Acórdão do Tribunal da Relação de Lisboa
Processo:
1004/07.8TMLSB-G.L1-6
Relator: JOÃO MANUEL P. CORDEIRO BRASÃO
Descritores: PROCESSO TUTELAR DE MENORES
INCUMPRIMENTO DA OBRIGAÇÃO DE ALIMENTOS
INCIDENTE DE EXECUÇÃO DA OBRIGAÇÃO DE ALIMENTOS
Nº do Documento: RL
Data do Acordão: 09/28/2023
Votação: UNANIMIDADE
Texto Integral: S
Texto Parcial: N
Meio Processual: APELAÇÃO
Decisão: IMPROCEDENTE
Sumário: –No âmbito do Regime Geral do Processo Tutelar Cível - Lei n.º 141/2015, de 08 de Setembro, podemos afirmar que o procedimento consagrado no art. 41º do RGPTC é aplicável quando esteja em causa o incumprimento do que tiver sido acordado/decidido relativamente à situação da criança, em caso de incumprimento da obrigação de prestar alimentos tem já lugar o procedimento previsto no art. 48º do RGPTC.

–Estamos, pois, a invocar dois mecanismos processuais distintos, com diferentes pressupostos na sua aplicação e sujeitos a uma tramitação diferenciada.
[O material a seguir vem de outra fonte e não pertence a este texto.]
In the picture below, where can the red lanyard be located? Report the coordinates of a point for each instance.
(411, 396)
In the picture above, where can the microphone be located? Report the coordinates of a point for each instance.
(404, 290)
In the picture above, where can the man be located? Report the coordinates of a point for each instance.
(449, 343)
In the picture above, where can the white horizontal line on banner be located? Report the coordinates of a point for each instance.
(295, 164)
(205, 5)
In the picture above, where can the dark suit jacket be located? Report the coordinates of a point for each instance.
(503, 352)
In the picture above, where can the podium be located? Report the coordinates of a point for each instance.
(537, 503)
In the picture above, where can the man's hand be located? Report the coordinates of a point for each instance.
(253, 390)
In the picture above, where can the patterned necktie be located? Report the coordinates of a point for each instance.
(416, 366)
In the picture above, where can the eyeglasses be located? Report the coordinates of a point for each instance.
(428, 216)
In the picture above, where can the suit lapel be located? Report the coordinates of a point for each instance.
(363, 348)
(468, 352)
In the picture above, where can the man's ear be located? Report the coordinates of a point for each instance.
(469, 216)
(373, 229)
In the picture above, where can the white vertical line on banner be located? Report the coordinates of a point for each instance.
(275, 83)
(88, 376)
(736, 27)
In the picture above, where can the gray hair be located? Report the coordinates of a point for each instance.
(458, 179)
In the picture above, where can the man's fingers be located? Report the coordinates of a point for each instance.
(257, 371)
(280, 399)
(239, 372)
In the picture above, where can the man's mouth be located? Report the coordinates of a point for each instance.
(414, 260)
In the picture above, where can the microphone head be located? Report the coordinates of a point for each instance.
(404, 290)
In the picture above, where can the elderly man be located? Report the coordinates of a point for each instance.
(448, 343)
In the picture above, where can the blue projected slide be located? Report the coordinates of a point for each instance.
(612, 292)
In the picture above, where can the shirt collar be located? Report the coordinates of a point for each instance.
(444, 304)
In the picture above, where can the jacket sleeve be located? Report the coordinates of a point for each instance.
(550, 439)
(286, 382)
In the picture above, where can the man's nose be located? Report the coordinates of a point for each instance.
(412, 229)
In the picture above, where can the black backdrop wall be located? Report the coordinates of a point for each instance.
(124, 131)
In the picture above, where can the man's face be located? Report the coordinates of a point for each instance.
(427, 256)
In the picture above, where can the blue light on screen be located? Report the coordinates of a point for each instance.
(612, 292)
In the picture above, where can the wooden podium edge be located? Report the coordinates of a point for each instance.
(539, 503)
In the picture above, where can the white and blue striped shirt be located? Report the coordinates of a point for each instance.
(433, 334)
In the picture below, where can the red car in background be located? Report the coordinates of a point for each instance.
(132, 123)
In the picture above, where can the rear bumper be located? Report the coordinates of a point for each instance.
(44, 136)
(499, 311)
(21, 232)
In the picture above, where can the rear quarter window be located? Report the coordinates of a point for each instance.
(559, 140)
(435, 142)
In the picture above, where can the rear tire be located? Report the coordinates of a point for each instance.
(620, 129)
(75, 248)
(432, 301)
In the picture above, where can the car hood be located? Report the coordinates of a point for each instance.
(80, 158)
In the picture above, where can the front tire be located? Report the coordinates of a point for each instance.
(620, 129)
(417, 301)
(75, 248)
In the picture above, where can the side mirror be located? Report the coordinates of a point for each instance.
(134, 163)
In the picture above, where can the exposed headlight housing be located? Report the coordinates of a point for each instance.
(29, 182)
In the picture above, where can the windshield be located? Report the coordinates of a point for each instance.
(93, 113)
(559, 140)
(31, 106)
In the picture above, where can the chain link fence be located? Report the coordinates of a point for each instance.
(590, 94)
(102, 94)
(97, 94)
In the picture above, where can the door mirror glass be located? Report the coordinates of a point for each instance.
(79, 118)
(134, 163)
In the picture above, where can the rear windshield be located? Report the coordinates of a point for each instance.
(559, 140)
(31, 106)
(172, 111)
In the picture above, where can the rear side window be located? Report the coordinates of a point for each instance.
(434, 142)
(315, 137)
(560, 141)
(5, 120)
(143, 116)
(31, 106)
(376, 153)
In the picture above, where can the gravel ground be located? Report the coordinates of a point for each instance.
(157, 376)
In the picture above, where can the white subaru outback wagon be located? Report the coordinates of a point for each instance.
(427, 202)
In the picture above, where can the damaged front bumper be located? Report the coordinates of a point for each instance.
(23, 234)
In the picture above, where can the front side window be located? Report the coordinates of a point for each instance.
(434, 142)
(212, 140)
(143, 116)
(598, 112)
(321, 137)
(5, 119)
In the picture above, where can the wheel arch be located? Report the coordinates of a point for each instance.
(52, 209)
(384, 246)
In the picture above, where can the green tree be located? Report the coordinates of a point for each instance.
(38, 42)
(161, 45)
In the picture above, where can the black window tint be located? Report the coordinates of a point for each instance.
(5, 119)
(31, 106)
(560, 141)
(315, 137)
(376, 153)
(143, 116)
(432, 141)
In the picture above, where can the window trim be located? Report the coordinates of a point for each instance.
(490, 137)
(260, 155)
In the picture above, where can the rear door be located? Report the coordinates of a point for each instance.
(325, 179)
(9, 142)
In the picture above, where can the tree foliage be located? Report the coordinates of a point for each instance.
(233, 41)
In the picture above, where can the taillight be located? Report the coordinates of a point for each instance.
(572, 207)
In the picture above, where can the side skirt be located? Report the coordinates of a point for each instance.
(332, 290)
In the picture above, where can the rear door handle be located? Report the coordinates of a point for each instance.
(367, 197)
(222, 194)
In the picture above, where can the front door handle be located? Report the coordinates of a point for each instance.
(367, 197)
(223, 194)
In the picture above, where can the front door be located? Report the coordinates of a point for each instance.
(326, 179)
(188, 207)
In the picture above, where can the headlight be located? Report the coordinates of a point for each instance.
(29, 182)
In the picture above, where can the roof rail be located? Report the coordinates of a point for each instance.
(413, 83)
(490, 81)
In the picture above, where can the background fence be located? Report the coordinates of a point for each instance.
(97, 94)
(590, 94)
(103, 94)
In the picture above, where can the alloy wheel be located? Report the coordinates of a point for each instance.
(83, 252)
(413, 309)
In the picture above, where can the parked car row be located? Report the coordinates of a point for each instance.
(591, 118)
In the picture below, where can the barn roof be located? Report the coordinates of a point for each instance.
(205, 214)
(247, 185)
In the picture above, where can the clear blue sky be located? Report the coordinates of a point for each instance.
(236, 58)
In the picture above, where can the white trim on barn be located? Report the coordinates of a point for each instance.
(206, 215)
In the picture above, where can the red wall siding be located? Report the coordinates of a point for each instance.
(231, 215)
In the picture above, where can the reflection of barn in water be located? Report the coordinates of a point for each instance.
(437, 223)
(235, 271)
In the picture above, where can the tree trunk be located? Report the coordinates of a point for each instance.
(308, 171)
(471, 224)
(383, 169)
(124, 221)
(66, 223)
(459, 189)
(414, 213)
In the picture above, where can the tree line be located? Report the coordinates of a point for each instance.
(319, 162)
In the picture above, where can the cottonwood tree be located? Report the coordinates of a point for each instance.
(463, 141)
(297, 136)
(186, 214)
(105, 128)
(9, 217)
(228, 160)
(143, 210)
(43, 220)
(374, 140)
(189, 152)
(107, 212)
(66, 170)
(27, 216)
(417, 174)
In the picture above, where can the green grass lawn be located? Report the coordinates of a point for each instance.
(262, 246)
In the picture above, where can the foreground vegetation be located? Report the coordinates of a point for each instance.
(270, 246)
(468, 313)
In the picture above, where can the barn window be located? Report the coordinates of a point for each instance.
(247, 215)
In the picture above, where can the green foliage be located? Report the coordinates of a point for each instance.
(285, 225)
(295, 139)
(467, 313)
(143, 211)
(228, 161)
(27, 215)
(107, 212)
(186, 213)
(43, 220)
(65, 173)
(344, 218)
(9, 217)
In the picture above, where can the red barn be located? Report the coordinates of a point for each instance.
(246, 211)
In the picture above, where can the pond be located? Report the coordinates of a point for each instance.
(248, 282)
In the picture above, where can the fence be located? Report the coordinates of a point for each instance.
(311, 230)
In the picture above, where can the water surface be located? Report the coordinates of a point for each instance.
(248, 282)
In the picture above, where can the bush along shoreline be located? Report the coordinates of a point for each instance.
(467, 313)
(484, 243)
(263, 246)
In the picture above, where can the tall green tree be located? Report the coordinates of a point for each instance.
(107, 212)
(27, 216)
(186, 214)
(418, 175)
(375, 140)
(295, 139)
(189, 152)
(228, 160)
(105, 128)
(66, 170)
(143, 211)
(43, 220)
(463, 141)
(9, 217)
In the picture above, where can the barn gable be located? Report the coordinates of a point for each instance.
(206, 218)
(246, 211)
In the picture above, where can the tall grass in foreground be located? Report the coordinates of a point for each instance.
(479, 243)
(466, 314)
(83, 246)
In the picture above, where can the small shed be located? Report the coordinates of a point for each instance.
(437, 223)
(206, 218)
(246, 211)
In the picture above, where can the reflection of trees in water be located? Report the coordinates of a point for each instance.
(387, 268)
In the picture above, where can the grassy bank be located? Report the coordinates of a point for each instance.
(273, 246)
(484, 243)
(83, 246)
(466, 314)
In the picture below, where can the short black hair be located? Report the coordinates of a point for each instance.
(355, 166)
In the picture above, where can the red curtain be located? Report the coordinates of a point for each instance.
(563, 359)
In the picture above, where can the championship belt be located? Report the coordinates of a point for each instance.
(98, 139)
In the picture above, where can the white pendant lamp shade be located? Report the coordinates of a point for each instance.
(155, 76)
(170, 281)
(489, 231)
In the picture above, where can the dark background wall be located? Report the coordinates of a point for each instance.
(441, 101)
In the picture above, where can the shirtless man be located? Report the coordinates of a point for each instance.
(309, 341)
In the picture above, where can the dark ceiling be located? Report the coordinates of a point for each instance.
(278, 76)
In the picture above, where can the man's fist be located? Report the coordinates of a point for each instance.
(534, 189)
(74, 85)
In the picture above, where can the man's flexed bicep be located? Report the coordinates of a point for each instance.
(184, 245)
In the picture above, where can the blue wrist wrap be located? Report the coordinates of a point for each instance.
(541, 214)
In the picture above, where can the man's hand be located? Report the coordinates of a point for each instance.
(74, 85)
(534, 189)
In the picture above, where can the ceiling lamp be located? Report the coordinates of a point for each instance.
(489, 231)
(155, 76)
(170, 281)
–Tendo-se prevalecido a parte do incidente de incumprimento (art. 41º do RGPTC), por falta de previsão legal e inadequação processual, não pode aquela enxertar neste ou sequer pretender a sua convolação para o mecanismo previsto no artº 48º daquele diploma.

Decisão Texto Parcial:
Decisão Texto Integral: Acordam os Juízes na 6ª Secção Cível do Tribunal da Relação de Lisboa


I.–O relatório


SOFIA … interpôs com carácter de urgência, nos termos do artigo 13º do Regime Geral do Processo Tutelar Cível - Lei n.º 141/2015, de 08 de Setembro (adiante designado por RGPTC), incidente de incumprimento contra JOÃO …, relativo aos filhos menores de ambos M e X, peticionando ao Tribunal o seguinte:

a)- atribuir carácter urgente ao presente incidente;
b)- ordenar ao Requerido que retome o pagamento de pensão de alimentos devida no valor global de € 801,50 (oitocentos e um euros e cinquenta cêntimos) por menor;
c)-ordenar ao Requerido o pagamento das pensões de alimentos em falta no valor de € 1.619,00 (mil seiscentos e dezanove euros), acrescido de juros vincendos até integral pagamento;
d)-ordenar ao Requerido o pagamento do montante em dívida de € 12.606,28 (doze mil seiscentos e seis euros e vinte e oito cêntimos) acrescido de juros vincendos até integral pagamento;
c)-caso não seja feita prova em cinco dias pelo Requerido dos pagamentos acima, que seja oficiada a Entidade Patronal do Requerido em Portugal – H… Portugal, Lda, Av. … Lisboa para proceder ao desconto de 1/2 da remuneração do mesmo até perfazer os montantes em dívida acrescidos de juros vincendos até integral pagamento;
d)-seja oficiado igualmente a mencionada Entidade Patronal para que a partir da presente data transfira para o IBAN PT…2 pertencente à Requerente, mensalmente, o valor relativo às duas pensões dos menores de € 1.603,00 (mil seiscentos e três euros).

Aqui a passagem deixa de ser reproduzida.